Vegetables Turn To Mush

Cut them larger and add tender veg late. Potatoes and carrots handle long cooks. Zucchini and greens do better near the end.

Table 2: Troubleshooting Instant Pot Slow Cook Mode

What You See Likely Cause Fix That Works
No simmer after 2 hours Setting too low or pot too full Switch to More for 60 minutes; keep lid closed
Thin sauce at the end Moisture stayed trapped Sauté with the lid off 5–15 minutes to reduce
Burned layer on bottom Thick sugars on a base heater Add sugary sauces late; stir once halfway
Overcooked vegetables Small cuts cooked too long Add delicate veg near the end
Dry meat Lean cut cooked too long Use thighs or chuck; shorten time for lean cuts
Flat flavor Extra liquid diluted taste Reduce sauce; season at the finish
Cook time swings batch to batch Lid heat loss or load size changes Limit peeking; start full pots on More

One Tiny Test That Builds Confidence

Run a water test once. Add 4 cups of water, set Slow Cook to Normal, and time how long it takes to reach a gentle simmer. Repeat on More. Those two numbers make recipe timing feel less like a coin toss.

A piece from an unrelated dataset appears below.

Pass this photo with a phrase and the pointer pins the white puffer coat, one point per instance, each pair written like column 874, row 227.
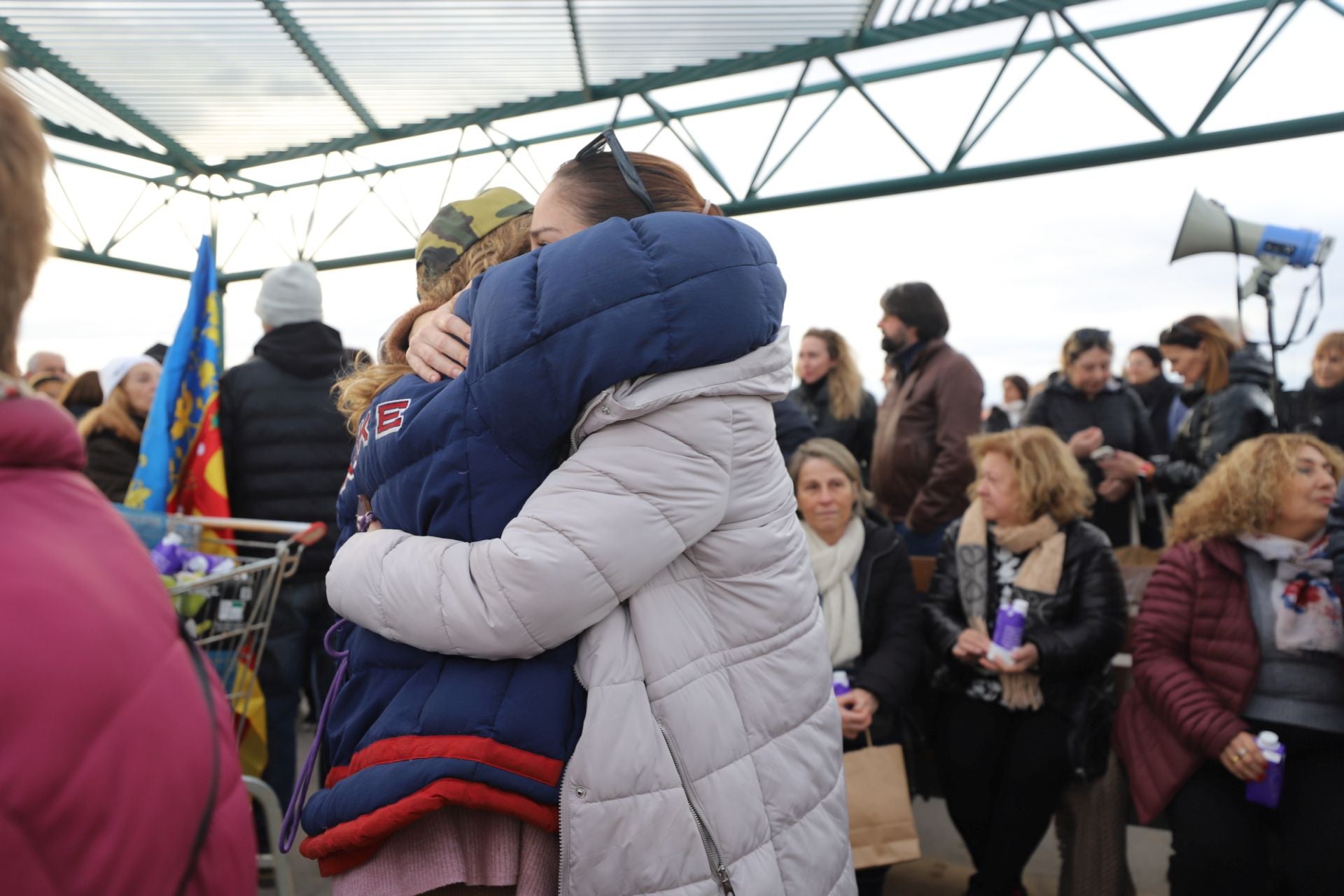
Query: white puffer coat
column 710, row 758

When To Pick Pressure Cooking Instead

Slow Cook is great when you want gradual tenderizing and you have the time. Pressure cooking makes sense when you’re short on time, when you need dried beans done fast, or when you want to lock in moisture in a lean cut.

If you start a slow cook and notice you’re running behind, the Instant Pot gives you an escape hatch: switch to pressure cooking for a short burst to finish the meat, then reduce the sauce on Sauté.